O corte de 0,25 ponto percentual na taxa Selic já era uma expectativa do mercado, mas a forma clara como o Comitê de Política Monetária (Copom) se comunicou foi a principal surpresa positiva dessa decisão. Essa é a avaliação de Luis Felipe Vital, chefe de Estratégia Macro e Dívida Pública da Warren Rena, em entrevista ao Pré-Market, do Times Brasil – Licenciado Exclusivo CNBC.
De acordo com o estrategista, o Banco Central diminuiu os detalhes que haviam gerado incertezas após a reunião anterior, reafirmou seu compromisso com a convergência da inflação para a meta e evitou antecipar quais serão suas ações na próxima reunião.
“Em relação à decisão, não houve novidade. O mercado estava amplamente posicionado para um corte de 25 pontos-base, o que de fato ocorreu. Contudo, o que eu considero uma surpresa positiva foi a comunicação”, afirmou.
Vital destacou que o comunicado foi mais direto e trouxe uma justificativa que se alinha com a decisão de redução dos juros. Para ele, a autoridade monetária também manteve a flexibilidade necessária em um cenário de incerteza que está acima do habitual.
Leia mais: Copom reduz taxa de juros para 14% ao ano; corte de 0,25 p.p. da Selic é o quarto consecutivo do Banco Central
Próxima decisão permanece incerta
O Copom não apresentou indícios sobre uma possível nova redução da Selic na próxima reunião. Na avaliação do estrategista, essa falta de indicação se deve ao fato de o Banco Central precisar ainda acompanhar fatores internos e externos antes de definir seus próximos passos.
Entre os fatores que devem ser considerados estão a política monetária dos Estados Unidos sob a presidência de Kevin Warsh, o conflito no Oriente Médio, a volatilidade dos preços do petróleo, a atividade econômica brasileira e as condições do mercado de trabalho.
Além disso, os dados atuais de inflação possuem resultados melhores do que o esperado, enquanto algumas projeções para os próximos anos pioraram.
No fechamento anterior à decisão, o mercado previa uma redução de 0,15 ponto percentual na próxima reunião, movimento que, segundo Vital, demonstrava divergência entre uma nova queda e a manutenção da taxa.
A Warren Rena, por outro lado, espera uma nova redução de 0,25 ponto percentual na próxima reunião.
“Nossa expectativa é que, em razão da comunicação, o Banco Central continue a realizar cortes de 25 pontos na próxima reunião”, afirmou.
Preocupações com as expectativas de inflação
Vital destacou a desancoragem das expectativas de inflação como um dos principais desafios que o Banco Central enfrenta. Quando as projeções do mercado ficam acima do centro da meta, explicou, a taxa de juros tende a se manter elevada por um período prolongado.
O Banco Central projetou uma inflação de 3,2%, que está próxima ao centro da meta de 3%. No entanto, Vital observou que as projeções feitas em períodos de elevada incerteza tendem a ter um menor grau de confiança.
No Boletim Focus, a expectativa para a inflação em 2028 aumentou recentemente de 3,6% para 3,8%, conforme apontado pelo estrategista.
Ele também mencionou a política fiscal como um fator de risco.

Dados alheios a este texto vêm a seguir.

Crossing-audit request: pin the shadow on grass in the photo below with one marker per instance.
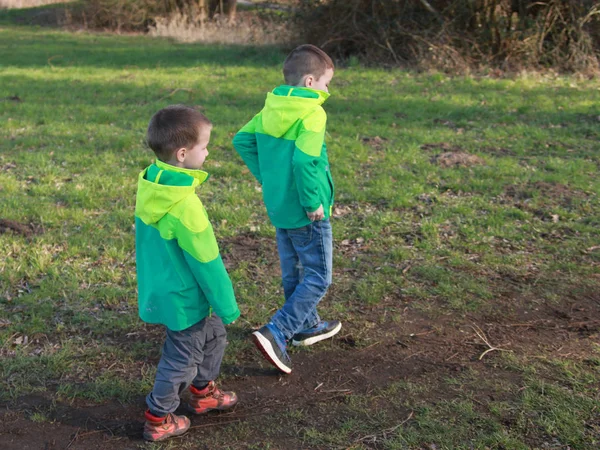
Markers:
(59, 48)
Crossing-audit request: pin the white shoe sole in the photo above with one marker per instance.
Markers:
(319, 338)
(264, 345)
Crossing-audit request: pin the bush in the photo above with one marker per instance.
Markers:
(456, 34)
(139, 15)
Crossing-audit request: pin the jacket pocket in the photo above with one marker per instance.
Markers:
(300, 236)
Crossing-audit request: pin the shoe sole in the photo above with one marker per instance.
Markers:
(191, 409)
(167, 436)
(319, 338)
(264, 345)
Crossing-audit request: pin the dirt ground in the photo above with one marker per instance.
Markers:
(417, 348)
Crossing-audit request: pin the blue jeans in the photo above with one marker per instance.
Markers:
(191, 356)
(306, 258)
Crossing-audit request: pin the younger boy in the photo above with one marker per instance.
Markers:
(181, 276)
(284, 148)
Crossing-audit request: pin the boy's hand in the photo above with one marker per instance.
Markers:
(319, 214)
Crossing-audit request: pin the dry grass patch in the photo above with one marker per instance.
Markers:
(17, 4)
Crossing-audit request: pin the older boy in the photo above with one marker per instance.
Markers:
(181, 276)
(284, 148)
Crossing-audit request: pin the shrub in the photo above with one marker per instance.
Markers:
(455, 34)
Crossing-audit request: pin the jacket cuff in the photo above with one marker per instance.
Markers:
(230, 317)
(312, 208)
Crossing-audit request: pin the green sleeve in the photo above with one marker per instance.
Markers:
(307, 154)
(244, 143)
(201, 252)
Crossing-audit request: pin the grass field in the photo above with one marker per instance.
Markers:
(467, 219)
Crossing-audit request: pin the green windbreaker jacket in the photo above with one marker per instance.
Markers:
(180, 272)
(284, 148)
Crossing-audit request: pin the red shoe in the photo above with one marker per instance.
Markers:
(159, 428)
(209, 398)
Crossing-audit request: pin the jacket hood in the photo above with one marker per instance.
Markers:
(286, 104)
(161, 186)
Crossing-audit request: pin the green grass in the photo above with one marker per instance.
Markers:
(411, 234)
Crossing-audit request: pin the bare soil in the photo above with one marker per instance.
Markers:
(414, 348)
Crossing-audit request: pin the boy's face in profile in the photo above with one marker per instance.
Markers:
(322, 84)
(195, 156)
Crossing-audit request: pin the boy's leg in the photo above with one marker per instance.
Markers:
(314, 246)
(292, 272)
(289, 262)
(175, 371)
(205, 396)
(213, 348)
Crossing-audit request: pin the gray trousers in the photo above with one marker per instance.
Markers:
(191, 356)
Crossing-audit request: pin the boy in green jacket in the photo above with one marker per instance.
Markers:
(284, 148)
(181, 276)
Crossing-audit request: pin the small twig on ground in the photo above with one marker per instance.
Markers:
(372, 345)
(214, 423)
(384, 433)
(484, 338)
(174, 91)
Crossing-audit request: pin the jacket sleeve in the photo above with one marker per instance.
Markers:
(244, 143)
(201, 252)
(307, 154)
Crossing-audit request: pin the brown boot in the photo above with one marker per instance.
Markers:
(159, 428)
(209, 398)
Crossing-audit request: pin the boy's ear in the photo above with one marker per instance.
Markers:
(309, 81)
(180, 154)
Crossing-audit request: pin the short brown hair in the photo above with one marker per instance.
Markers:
(305, 60)
(174, 127)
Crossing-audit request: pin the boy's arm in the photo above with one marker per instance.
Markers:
(197, 240)
(307, 153)
(244, 143)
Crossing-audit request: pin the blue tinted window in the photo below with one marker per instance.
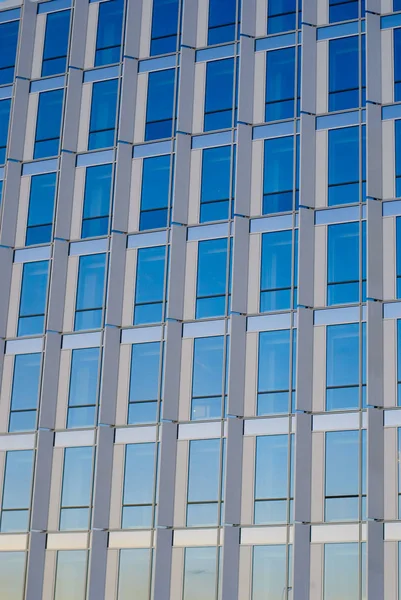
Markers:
(95, 219)
(109, 32)
(345, 366)
(150, 285)
(219, 94)
(278, 270)
(103, 114)
(207, 378)
(344, 264)
(155, 196)
(345, 159)
(77, 488)
(56, 43)
(222, 21)
(48, 124)
(139, 486)
(216, 186)
(212, 278)
(160, 106)
(278, 175)
(272, 481)
(8, 50)
(144, 390)
(342, 483)
(25, 392)
(204, 476)
(33, 298)
(41, 209)
(83, 395)
(5, 106)
(17, 488)
(345, 64)
(280, 84)
(164, 27)
(90, 292)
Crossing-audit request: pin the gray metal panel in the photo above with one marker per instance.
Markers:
(110, 363)
(49, 387)
(182, 176)
(233, 475)
(301, 566)
(167, 466)
(57, 287)
(103, 475)
(236, 385)
(172, 367)
(43, 472)
(128, 96)
(115, 284)
(36, 565)
(186, 90)
(162, 565)
(246, 78)
(243, 171)
(231, 554)
(97, 566)
(122, 187)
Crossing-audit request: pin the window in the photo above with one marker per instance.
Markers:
(345, 476)
(109, 33)
(71, 575)
(270, 575)
(76, 496)
(343, 564)
(150, 285)
(12, 574)
(84, 387)
(17, 489)
(345, 366)
(103, 114)
(223, 19)
(155, 195)
(134, 576)
(33, 298)
(139, 486)
(160, 105)
(273, 479)
(278, 281)
(347, 165)
(281, 175)
(208, 386)
(145, 383)
(95, 219)
(48, 124)
(211, 296)
(345, 72)
(164, 27)
(345, 267)
(204, 483)
(219, 95)
(275, 377)
(56, 43)
(200, 573)
(282, 15)
(217, 187)
(25, 392)
(8, 50)
(281, 84)
(41, 209)
(90, 292)
(5, 106)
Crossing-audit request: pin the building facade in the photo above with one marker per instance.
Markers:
(200, 258)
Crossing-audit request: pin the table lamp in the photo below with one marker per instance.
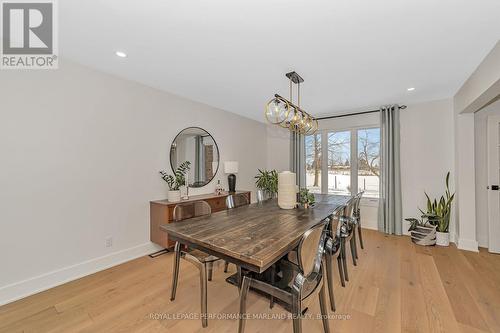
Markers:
(231, 167)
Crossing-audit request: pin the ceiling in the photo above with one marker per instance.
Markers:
(233, 55)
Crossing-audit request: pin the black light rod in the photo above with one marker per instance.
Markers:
(402, 107)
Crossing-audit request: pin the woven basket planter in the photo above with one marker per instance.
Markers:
(423, 235)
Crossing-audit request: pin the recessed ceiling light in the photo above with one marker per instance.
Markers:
(121, 54)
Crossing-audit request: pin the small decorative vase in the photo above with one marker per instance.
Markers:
(174, 196)
(442, 238)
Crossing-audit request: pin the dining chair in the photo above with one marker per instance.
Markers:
(234, 201)
(348, 236)
(305, 280)
(200, 259)
(333, 248)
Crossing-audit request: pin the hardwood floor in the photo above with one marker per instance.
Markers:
(396, 286)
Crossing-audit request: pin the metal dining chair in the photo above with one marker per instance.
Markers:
(333, 247)
(304, 282)
(200, 259)
(357, 216)
(234, 201)
(348, 236)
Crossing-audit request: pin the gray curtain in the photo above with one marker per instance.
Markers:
(297, 158)
(390, 217)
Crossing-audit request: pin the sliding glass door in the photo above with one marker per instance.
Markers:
(339, 162)
(369, 161)
(313, 162)
(352, 162)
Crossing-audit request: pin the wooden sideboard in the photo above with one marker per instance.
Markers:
(161, 212)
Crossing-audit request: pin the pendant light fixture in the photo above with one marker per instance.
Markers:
(283, 112)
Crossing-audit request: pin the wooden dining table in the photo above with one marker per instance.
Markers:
(253, 236)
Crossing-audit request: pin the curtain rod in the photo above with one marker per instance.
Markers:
(402, 107)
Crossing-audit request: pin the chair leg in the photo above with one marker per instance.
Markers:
(296, 313)
(239, 276)
(210, 270)
(243, 309)
(344, 260)
(273, 274)
(203, 294)
(329, 280)
(175, 275)
(355, 243)
(341, 271)
(360, 235)
(353, 249)
(324, 310)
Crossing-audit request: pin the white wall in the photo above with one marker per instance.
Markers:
(278, 148)
(481, 169)
(427, 154)
(80, 153)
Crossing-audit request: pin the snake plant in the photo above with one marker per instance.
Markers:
(439, 211)
(178, 179)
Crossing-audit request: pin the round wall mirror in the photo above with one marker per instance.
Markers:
(197, 146)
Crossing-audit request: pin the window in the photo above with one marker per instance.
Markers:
(352, 162)
(369, 161)
(339, 162)
(313, 162)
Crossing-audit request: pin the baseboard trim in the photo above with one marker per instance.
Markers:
(34, 285)
(468, 245)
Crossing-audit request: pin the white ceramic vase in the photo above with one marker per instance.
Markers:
(287, 194)
(442, 238)
(174, 196)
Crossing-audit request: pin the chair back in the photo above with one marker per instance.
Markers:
(192, 209)
(335, 222)
(236, 200)
(349, 207)
(310, 249)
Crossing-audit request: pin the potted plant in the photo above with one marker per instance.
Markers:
(439, 212)
(306, 198)
(176, 181)
(267, 184)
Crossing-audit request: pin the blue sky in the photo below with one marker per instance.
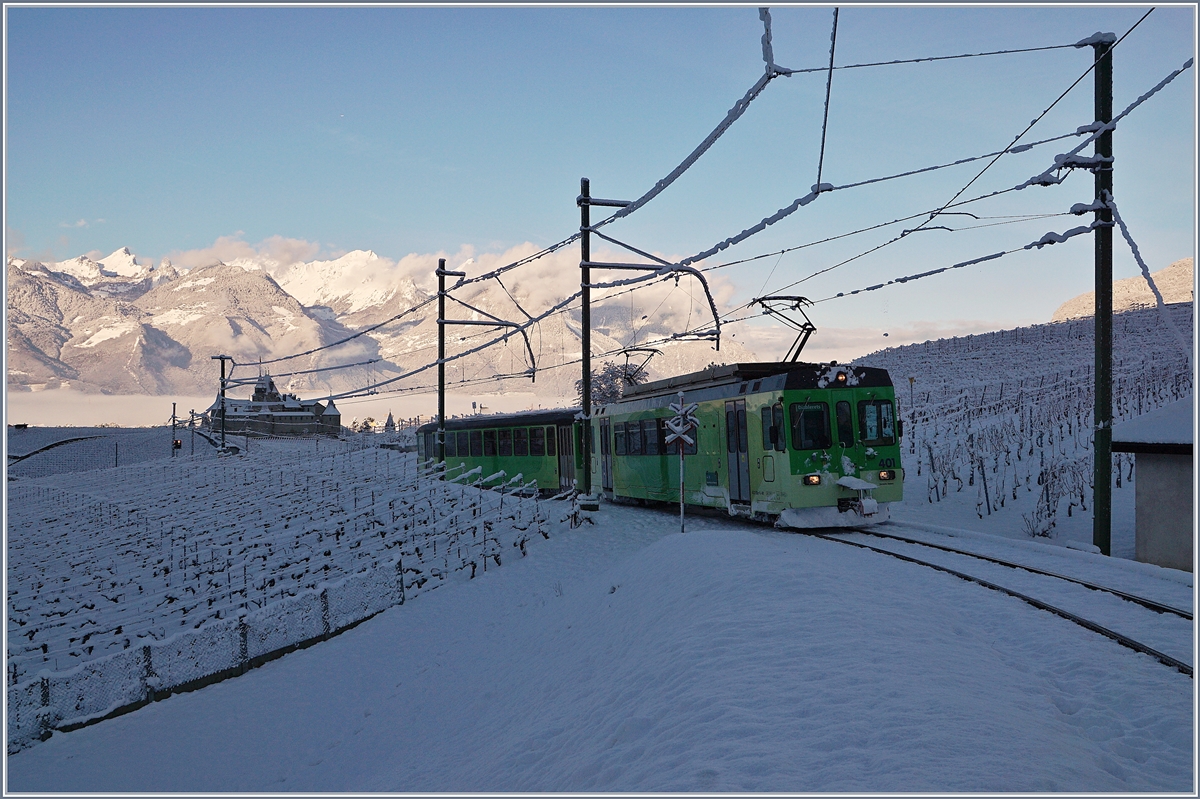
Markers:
(423, 130)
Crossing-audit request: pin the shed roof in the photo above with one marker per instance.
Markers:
(1165, 430)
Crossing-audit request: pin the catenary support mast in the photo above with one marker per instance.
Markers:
(1102, 449)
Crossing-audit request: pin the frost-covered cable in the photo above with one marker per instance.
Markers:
(1107, 199)
(931, 58)
(822, 188)
(342, 341)
(825, 124)
(1021, 148)
(667, 271)
(730, 118)
(1091, 66)
(1072, 160)
(768, 53)
(497, 340)
(1044, 241)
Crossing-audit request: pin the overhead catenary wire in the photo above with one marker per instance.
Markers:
(928, 59)
(825, 122)
(1084, 42)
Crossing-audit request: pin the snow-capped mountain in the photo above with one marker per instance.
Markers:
(1175, 283)
(121, 326)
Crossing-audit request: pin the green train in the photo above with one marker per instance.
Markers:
(803, 445)
(539, 445)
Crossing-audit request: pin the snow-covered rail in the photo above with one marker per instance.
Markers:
(1123, 640)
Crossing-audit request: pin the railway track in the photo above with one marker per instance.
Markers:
(1123, 640)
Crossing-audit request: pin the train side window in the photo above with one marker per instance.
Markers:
(876, 421)
(651, 436)
(845, 425)
(635, 438)
(810, 426)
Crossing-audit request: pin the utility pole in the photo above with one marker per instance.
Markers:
(585, 200)
(442, 360)
(222, 359)
(1102, 446)
(585, 204)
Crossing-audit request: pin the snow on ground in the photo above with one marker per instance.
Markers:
(625, 656)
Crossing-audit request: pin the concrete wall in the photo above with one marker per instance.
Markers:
(1164, 510)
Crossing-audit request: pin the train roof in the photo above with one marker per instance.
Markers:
(798, 376)
(522, 419)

Medidas que incentivam a demanda podem dificultar o trabalho do Banco Central, apesar de o ritmo de implementação dessas ações ainda ser lento, segundo Vital.
Outro desafio consiste na resistência da atividade econômica e do mercado de trabalho, mesmo com a Selic em níveis elevados.
Para o estrategista, a combinação de expectativas de inflação, riscos fiscais, incertezas externas e uma atividade econômica resiliente justifica a cautela do Copom e a falta de sinalização definitiva sobre seus próximos passos.